For a long time, I thought forgetting would feel like loss. Instead, it felt neutral. Quiet. Almost ordinary.
Looking back, I think one of my biggest mistakes was not treating the ending like a death. I told myself it was just a divorce. That people move on. That I should too. But there’s something uniquely disorienting about being completely replaced. About watching a life you shared continue without you, as if you were edited out rather than mourned.
The first year was the hardest. That Christmas, “Hard Candy Christmas” hit me like a ton of bricks. I remember feeling blindsided by how deep the grief still ran, even when I thought I was functioning fine. I remember thinking I was past it, only to realize I was still very much inside it.
Over time, the memories softened. Almost faded. There were moments when I could barely remember what life with him felt like at all. And then, this morning, out of nowhere, he crossed my mind. Not in a painful way. Just a quiet oh. The kind of thought that reminds you how nonlinear healing really is.
What still feels strange is the absence itself. We don’t communicate. At all. No polite holiday messages. No shared context. Just two lives that no longer overlap in any way. People often assume former spouses remain cordial, or at least capable of conversation. That hasn’t been my experience. And some days, that silence lands heavier than the breakup ever did.
I’ve learned that silence doesn’t always mean peace. Sometimes it means avoidance. Sometimes it means shame. Sometimes it simply means two people choosing very different ways of surviving the same ending.

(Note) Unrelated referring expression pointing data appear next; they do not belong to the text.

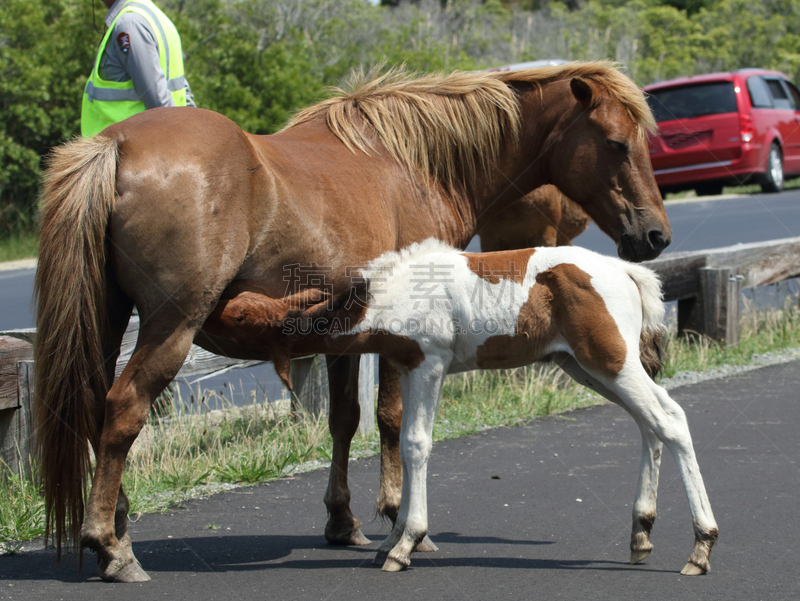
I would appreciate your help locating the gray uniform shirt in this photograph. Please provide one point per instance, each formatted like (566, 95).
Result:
(132, 54)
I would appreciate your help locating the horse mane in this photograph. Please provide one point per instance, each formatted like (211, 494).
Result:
(604, 74)
(452, 126)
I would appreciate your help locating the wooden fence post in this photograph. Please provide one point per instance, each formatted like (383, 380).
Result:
(15, 424)
(719, 295)
(715, 311)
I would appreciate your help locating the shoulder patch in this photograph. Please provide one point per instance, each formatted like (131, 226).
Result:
(124, 41)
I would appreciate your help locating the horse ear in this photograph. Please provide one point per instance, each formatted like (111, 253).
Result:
(581, 90)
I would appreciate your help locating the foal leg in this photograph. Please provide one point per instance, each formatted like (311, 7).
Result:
(421, 391)
(669, 423)
(390, 414)
(154, 363)
(342, 528)
(644, 507)
(653, 408)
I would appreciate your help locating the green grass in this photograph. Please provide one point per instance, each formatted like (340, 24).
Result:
(18, 244)
(184, 450)
(21, 511)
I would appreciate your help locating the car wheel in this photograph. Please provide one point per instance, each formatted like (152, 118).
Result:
(710, 189)
(773, 178)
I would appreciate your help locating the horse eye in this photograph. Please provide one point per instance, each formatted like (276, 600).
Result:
(619, 146)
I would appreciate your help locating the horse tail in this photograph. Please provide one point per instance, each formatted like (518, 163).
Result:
(69, 375)
(651, 342)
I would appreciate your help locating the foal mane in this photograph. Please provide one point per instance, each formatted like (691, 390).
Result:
(452, 126)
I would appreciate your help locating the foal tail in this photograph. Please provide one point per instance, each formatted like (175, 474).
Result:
(70, 378)
(651, 342)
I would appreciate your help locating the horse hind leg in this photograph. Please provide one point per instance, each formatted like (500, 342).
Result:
(153, 364)
(342, 528)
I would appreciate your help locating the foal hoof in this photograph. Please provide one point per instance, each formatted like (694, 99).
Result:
(692, 569)
(394, 565)
(426, 545)
(639, 555)
(131, 572)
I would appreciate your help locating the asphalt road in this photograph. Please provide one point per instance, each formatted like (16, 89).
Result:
(697, 224)
(555, 524)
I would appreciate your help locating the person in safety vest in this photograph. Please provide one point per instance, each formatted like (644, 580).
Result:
(139, 66)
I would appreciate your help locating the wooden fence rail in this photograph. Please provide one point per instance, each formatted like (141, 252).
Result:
(705, 283)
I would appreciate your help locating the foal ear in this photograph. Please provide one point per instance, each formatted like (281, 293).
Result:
(581, 90)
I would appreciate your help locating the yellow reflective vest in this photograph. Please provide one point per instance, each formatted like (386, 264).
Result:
(108, 102)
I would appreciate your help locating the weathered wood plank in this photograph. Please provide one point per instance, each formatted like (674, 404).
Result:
(12, 350)
(719, 296)
(15, 425)
(761, 263)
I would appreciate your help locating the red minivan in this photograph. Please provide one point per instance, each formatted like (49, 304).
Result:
(725, 129)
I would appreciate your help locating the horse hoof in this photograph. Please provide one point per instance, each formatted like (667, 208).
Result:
(393, 565)
(132, 572)
(692, 569)
(426, 545)
(346, 535)
(639, 555)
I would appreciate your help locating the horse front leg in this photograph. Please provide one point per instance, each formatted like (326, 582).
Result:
(342, 528)
(390, 415)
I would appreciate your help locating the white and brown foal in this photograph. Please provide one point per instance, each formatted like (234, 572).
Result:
(432, 310)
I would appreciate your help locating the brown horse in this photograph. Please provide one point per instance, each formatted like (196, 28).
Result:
(175, 209)
(545, 217)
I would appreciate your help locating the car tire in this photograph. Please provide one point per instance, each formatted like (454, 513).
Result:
(773, 178)
(709, 189)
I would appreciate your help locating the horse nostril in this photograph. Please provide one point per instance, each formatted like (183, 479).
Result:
(657, 239)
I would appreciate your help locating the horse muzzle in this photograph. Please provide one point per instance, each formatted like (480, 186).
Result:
(639, 248)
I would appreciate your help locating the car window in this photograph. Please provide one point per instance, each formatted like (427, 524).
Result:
(779, 96)
(687, 102)
(759, 93)
(794, 93)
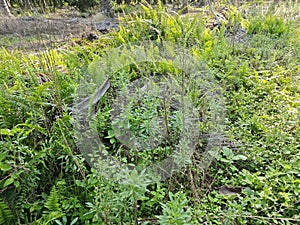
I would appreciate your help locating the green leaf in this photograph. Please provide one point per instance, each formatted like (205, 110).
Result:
(8, 182)
(2, 156)
(239, 157)
(74, 221)
(4, 167)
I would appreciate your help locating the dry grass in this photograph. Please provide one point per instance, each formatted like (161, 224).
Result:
(33, 33)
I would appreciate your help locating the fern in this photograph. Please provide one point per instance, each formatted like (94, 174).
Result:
(52, 203)
(5, 213)
(48, 218)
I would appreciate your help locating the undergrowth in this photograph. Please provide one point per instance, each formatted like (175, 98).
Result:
(253, 176)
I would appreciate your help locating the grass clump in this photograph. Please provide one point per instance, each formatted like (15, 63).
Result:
(242, 171)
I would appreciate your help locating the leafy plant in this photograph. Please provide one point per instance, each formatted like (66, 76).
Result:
(176, 211)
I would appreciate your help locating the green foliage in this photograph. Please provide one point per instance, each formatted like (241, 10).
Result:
(5, 213)
(269, 25)
(44, 178)
(176, 211)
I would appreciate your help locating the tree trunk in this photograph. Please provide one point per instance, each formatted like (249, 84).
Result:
(4, 10)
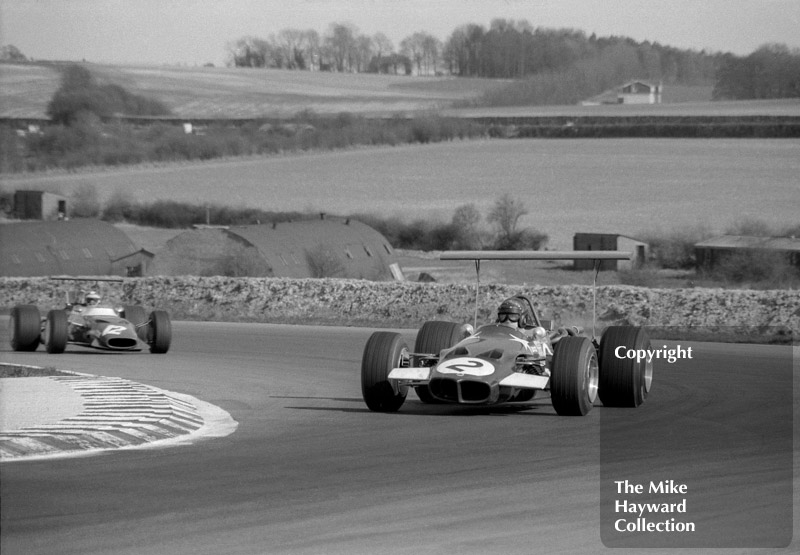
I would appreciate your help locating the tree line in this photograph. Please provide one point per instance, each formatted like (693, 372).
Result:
(772, 71)
(507, 49)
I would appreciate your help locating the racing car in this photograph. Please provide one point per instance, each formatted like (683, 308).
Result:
(495, 363)
(86, 322)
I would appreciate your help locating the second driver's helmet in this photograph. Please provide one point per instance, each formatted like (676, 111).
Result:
(510, 312)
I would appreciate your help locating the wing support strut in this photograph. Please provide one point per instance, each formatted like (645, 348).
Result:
(596, 256)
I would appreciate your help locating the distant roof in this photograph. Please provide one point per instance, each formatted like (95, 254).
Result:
(288, 249)
(75, 247)
(751, 242)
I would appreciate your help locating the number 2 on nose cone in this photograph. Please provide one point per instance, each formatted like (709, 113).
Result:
(468, 366)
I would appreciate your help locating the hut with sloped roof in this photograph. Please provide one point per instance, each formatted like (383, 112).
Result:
(324, 247)
(69, 247)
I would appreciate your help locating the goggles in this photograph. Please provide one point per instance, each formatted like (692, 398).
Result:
(508, 317)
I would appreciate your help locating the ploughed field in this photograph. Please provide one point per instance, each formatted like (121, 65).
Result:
(626, 186)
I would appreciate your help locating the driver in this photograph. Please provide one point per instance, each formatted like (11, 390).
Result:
(92, 298)
(513, 314)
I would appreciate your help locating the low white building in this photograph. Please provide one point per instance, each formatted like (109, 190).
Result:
(640, 92)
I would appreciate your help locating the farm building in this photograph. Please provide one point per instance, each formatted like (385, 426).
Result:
(610, 242)
(632, 92)
(711, 252)
(325, 247)
(38, 205)
(640, 92)
(74, 247)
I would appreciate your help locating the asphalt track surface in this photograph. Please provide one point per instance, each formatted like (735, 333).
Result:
(311, 470)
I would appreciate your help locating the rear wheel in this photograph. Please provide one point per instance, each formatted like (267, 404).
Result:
(383, 351)
(159, 332)
(574, 379)
(137, 316)
(56, 332)
(431, 339)
(25, 327)
(624, 382)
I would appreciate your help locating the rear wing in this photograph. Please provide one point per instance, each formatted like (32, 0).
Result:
(87, 278)
(477, 256)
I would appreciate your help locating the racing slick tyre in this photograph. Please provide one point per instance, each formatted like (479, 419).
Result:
(56, 332)
(623, 381)
(384, 350)
(575, 376)
(25, 327)
(432, 337)
(159, 332)
(138, 317)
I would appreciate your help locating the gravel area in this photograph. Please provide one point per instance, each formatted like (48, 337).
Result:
(36, 401)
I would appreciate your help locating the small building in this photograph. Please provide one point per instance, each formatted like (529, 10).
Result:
(640, 92)
(711, 252)
(632, 92)
(610, 242)
(70, 247)
(324, 247)
(38, 205)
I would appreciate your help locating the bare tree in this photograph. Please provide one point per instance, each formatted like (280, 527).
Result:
(383, 48)
(504, 216)
(466, 221)
(364, 51)
(340, 44)
(423, 48)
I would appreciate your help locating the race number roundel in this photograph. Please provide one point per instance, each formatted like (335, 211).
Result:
(466, 366)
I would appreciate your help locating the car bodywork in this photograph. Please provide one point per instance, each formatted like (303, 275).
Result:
(455, 363)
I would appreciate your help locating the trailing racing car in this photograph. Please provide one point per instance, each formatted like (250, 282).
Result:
(87, 322)
(509, 360)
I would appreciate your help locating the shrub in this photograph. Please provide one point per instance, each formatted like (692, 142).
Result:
(675, 250)
(757, 268)
(80, 93)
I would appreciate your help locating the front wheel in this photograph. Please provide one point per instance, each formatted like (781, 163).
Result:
(159, 333)
(383, 351)
(137, 316)
(574, 379)
(25, 327)
(624, 382)
(432, 337)
(56, 332)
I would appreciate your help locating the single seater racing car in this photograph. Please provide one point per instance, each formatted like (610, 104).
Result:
(84, 321)
(455, 363)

And yet, here I am. Not waiting. Not hoping. Not reaching out. Just noticing.
If I’m honest, the feeling isn’t really about him anymore. It’s about how loss works. How it shows up years later without warning. How something that once felt permanent can fade quietly, without ceremony. How healing doesn’t always arrive as closure, but as an unremarkable morning that happens to be Christmas.
My heart goes out to anyone carrying any kind of loss this season. A person. A relationship. A version of life you thought you’d have. Whether it’s your first Christmas without them or your fourth, the timing doesn’t matter. Grief doesn’t follow calendars or traditions. It just asks to be acknowledged.
Four Christmases later, I don’t miss what we had. I don’t want contact. I don’t feel sad. I just know it mattered. And that it no longer defines my life.
Maybe that’s what moving on actually looks like.
Not forgetting. Not forgiving.
Just making space for what was, without letting it take over what is.
And I also know that my life is moving forward in a way that feels gentle and right. There is someone in my present who brings steadiness, care, and warmth into my days, and that matters to me. I’m learning how to build something new without rushing or erasing what came before. The future feels open and grounded, and that feels comforting. I’m not living in the past. I’m allowing myself to grow into what’s next.